Technology designed for astronauts on Mars by Northeastern University students to go on display at Boston Museum of Science

Northeastern’s Mars Rover team designed, built, and tested a prototype mars rover for the University Rover Challenge sponsored by the Mars Society. Photo by Adam Glanzman/Northeastern University

In honor of the 50th anniversary of the Moon landing, Northeastern students will be showing off the technology they’ve designed to help humanity take its next giant leap: putting astronauts on Mars. 

In the past few months, Northeastern students have competed in two engineering challenges to design and build equipment to help astronauts on the red planet. One group of students has built a drill to extract water from beneath the planet’s surface. The other group built a rover to accompany and assist astronauts as they work.

Both projects will be on display in the exhibit halls of Boston’s Museum of Science this weekend, as part of a two-day event celebrating the Moon landing and the future of space exploration. 

“We’re being invited to the same event as a past Apollo engineer,” says Tom Degen, a fourth-year mechanical engineering student who led the Mars rover team. “It’s just incredible.”

Degen and 15 of his fellow students flew to Utah at the end of May to compete in the Mars Society’s University Rover Challenge. The competition challenged university students to build rovers capable of picking up and delivering objects to astronauts, servicing equipment, navigating autonomously across rough terrain, and searching for life in the samples they collected. It was Northeastern’s first year competing, and no other rookie teams were accepted.

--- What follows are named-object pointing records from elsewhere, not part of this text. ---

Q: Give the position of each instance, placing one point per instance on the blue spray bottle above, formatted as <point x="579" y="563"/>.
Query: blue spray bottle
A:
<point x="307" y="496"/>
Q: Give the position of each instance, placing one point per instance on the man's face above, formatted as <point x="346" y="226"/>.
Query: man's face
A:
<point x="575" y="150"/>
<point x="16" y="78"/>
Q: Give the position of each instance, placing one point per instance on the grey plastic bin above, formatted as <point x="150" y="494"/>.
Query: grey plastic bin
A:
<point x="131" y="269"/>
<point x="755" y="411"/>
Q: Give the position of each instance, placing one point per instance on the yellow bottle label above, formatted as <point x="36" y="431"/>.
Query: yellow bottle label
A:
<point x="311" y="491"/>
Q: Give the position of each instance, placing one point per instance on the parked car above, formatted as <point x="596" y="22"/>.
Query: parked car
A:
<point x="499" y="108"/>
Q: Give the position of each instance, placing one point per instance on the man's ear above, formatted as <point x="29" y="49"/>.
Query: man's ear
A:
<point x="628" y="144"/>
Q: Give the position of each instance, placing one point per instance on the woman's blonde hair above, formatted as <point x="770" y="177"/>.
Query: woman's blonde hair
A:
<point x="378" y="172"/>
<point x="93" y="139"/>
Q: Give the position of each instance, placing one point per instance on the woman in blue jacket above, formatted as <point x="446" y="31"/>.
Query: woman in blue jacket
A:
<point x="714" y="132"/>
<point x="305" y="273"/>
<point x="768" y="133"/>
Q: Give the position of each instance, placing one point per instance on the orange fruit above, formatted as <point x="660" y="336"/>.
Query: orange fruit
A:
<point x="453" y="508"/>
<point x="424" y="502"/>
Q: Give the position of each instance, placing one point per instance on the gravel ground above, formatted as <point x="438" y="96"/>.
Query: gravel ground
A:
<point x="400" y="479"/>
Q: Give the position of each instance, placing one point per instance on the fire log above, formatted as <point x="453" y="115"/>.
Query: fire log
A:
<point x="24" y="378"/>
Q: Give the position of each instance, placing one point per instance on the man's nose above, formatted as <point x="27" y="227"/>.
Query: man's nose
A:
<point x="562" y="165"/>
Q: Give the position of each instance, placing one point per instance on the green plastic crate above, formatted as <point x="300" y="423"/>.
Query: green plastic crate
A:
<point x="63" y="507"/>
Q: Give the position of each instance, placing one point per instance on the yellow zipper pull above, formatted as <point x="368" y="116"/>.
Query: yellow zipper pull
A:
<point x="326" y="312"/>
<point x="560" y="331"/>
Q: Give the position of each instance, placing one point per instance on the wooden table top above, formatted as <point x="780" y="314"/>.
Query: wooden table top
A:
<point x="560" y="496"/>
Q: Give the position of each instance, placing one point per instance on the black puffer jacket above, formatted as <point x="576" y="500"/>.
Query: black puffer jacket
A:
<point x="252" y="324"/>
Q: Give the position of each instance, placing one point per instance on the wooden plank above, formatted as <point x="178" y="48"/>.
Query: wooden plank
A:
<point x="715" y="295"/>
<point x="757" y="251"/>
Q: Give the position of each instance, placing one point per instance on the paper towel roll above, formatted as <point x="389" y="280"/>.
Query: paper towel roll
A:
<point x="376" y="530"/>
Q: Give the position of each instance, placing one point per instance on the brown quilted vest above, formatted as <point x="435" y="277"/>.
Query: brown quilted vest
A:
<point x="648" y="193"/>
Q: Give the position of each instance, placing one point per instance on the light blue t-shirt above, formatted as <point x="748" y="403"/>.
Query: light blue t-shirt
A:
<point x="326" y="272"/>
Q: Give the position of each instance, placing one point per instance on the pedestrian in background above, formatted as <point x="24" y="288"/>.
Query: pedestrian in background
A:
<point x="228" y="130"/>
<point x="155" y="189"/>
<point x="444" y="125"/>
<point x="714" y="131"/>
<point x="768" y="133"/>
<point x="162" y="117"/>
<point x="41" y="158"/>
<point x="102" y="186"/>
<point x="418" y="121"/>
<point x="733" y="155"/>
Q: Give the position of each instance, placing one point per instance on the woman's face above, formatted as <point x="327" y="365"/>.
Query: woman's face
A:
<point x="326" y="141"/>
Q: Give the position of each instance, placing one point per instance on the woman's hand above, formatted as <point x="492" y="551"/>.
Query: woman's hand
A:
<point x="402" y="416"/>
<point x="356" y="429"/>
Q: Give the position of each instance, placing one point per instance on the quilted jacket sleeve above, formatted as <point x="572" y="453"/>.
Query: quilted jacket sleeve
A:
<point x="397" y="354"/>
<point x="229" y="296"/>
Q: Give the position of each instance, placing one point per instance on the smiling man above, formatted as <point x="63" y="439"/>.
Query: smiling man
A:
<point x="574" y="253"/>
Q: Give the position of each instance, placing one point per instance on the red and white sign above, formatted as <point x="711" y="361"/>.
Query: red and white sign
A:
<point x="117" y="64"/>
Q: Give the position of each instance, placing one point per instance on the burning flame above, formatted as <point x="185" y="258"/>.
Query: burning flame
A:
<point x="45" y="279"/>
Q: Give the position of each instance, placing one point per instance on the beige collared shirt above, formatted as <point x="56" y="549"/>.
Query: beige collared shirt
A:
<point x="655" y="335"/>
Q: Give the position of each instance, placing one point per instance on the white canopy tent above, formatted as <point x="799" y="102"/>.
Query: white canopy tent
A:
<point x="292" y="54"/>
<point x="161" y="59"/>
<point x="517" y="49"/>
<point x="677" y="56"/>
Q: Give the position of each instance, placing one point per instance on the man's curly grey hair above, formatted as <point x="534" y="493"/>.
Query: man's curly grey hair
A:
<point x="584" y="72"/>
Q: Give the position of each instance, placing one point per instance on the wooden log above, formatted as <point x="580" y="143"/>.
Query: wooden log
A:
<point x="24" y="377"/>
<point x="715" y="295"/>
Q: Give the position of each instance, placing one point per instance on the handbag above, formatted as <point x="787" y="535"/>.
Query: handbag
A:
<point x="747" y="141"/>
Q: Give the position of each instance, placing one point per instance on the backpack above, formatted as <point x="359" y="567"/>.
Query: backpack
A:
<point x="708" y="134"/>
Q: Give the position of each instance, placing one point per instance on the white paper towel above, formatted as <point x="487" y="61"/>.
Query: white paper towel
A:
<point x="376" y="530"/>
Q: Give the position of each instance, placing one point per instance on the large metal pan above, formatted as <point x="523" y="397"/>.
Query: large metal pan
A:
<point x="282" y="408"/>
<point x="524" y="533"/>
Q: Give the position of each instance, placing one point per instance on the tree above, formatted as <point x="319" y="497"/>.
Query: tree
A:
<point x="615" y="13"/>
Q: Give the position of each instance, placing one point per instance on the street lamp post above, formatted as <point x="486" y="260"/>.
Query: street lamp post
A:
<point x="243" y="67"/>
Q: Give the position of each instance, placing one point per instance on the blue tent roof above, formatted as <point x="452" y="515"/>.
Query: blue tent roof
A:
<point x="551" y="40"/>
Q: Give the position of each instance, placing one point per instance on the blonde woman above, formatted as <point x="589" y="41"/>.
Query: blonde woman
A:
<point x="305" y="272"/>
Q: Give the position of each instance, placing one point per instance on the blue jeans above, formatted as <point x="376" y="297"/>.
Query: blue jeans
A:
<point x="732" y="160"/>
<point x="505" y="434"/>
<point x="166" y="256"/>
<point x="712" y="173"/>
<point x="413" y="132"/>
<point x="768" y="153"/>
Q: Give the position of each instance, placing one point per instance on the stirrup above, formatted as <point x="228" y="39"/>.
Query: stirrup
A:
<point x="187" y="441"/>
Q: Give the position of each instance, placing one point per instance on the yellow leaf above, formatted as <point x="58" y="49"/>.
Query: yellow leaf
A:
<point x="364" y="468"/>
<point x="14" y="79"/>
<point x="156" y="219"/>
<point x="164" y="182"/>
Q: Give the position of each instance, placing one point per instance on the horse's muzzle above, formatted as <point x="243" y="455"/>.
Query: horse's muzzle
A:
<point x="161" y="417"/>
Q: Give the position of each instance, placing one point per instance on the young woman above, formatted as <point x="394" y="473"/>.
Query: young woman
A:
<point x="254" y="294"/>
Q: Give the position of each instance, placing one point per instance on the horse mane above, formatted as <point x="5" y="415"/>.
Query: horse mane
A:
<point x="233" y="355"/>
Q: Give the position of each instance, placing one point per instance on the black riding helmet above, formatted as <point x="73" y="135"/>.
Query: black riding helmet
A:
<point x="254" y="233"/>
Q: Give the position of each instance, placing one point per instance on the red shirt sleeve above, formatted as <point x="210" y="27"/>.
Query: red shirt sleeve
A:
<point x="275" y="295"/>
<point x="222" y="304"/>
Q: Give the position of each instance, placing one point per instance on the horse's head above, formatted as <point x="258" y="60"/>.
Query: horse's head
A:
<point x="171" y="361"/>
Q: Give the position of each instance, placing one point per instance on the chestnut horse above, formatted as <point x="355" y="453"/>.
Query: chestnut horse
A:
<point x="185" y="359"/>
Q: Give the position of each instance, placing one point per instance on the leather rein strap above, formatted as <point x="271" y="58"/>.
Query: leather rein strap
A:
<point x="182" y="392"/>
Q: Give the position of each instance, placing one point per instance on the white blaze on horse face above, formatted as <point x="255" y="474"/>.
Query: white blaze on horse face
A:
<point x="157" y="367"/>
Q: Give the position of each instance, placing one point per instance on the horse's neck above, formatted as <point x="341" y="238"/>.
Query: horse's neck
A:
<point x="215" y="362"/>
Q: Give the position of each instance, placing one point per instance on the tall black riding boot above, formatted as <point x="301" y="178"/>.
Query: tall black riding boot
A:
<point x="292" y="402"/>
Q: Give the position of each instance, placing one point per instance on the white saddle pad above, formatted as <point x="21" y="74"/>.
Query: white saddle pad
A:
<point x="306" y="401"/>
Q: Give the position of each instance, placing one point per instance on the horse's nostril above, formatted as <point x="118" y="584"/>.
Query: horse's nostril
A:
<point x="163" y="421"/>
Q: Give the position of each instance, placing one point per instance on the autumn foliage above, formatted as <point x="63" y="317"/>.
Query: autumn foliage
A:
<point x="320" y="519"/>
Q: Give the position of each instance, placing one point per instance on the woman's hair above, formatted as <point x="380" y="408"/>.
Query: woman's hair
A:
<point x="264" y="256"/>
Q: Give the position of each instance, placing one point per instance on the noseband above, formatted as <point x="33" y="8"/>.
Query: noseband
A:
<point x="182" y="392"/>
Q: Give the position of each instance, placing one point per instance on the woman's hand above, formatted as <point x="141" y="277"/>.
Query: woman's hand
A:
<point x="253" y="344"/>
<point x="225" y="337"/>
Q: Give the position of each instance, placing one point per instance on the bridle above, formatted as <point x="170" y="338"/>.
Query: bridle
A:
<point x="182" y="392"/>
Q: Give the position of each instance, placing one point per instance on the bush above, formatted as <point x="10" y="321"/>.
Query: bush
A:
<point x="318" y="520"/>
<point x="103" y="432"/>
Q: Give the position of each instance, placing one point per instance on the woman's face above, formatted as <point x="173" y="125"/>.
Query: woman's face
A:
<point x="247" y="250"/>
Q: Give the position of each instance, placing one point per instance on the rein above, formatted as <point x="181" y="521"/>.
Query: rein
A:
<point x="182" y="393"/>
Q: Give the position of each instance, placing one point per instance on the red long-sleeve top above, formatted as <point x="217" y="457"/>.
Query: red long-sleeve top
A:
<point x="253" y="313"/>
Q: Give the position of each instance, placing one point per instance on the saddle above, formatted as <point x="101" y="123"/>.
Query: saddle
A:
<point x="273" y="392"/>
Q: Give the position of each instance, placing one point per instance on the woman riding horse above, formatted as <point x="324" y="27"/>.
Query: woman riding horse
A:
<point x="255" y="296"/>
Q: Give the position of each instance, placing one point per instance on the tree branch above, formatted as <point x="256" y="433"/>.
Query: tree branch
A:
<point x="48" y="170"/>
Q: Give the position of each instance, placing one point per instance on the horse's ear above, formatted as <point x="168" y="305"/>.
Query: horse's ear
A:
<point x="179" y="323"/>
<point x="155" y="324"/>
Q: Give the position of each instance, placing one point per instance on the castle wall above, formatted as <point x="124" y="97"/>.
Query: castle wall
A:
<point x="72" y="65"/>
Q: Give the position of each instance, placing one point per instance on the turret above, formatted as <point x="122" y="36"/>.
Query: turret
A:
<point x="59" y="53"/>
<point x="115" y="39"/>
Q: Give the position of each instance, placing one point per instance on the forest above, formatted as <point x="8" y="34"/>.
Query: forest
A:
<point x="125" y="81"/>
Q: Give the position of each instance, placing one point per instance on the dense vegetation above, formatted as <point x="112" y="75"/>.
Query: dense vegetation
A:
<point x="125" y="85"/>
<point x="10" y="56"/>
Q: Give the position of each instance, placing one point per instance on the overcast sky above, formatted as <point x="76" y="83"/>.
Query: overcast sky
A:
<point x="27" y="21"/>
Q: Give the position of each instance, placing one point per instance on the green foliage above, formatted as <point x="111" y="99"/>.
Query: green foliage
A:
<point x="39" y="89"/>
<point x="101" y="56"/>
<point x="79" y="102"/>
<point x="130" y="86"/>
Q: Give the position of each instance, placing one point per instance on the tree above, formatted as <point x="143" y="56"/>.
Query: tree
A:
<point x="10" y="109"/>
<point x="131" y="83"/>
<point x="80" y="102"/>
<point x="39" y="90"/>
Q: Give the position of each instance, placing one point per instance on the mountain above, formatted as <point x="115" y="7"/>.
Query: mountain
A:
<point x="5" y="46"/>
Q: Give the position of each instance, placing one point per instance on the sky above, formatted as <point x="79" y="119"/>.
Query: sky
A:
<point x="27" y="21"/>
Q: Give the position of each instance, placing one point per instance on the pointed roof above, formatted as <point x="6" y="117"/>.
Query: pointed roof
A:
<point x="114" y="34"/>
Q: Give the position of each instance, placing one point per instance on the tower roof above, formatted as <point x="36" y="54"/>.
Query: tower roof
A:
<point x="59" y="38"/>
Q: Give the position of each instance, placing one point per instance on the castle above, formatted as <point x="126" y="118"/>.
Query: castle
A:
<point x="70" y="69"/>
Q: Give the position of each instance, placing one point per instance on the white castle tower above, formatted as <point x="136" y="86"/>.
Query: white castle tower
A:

“Probably one of the most challenging things engineering-wise, was building a robotic arm from scratch, with all the limitations as far as how heavy it could be,” Degen says. “It needed to have a pretty far reach and still lift heavy things. That really made it a challenge for our engineers to build, but they did an amazing job with it, and I’m excited for people to see that.

Members of the rover team will be joined by students who participated in NASA’s Moon to Mars Ice and Prospecting Challenge and their robot, which is designed to drill into Mars and collect water that is frozen under the surface of the planet.

“It’s incredible to think that stuff that we’re working on could help inspire the robots that are one day going to go to Mars and do that,” says Dan McGann, a fourth-year engineering student who was the team leader on the robot project.

Most of the seven-member team also participated in the 2018 competition, which they won handily. This year, the competition was even more challenging, requiring the robot to drill through different soil layers that ranged from a sand-like consistency to aerated concrete. While their design worked as intended, their method of drilling struggled with the concrete layer.

 

“We’re still proud of it, because it helps NASA and the judges, who are using this as an opportunity to get ideas and learn from people’s mistakes,” McGann says. “It’s taught them something about how to better address this problem.”

McGann and his teammates will be showing off their robot at the Museum of Science on Saturday from 11 a.m. to 3 p.m., alongside the rover, which will be there both Friday and Saturday. 

“I haven’t been back to the Museum of Science since I was a little kid,” Degen says. “A big part of what inspired me to become an engineer was seeing all the cool exhibits that were there. I’m hoping we can do that for some other kids.”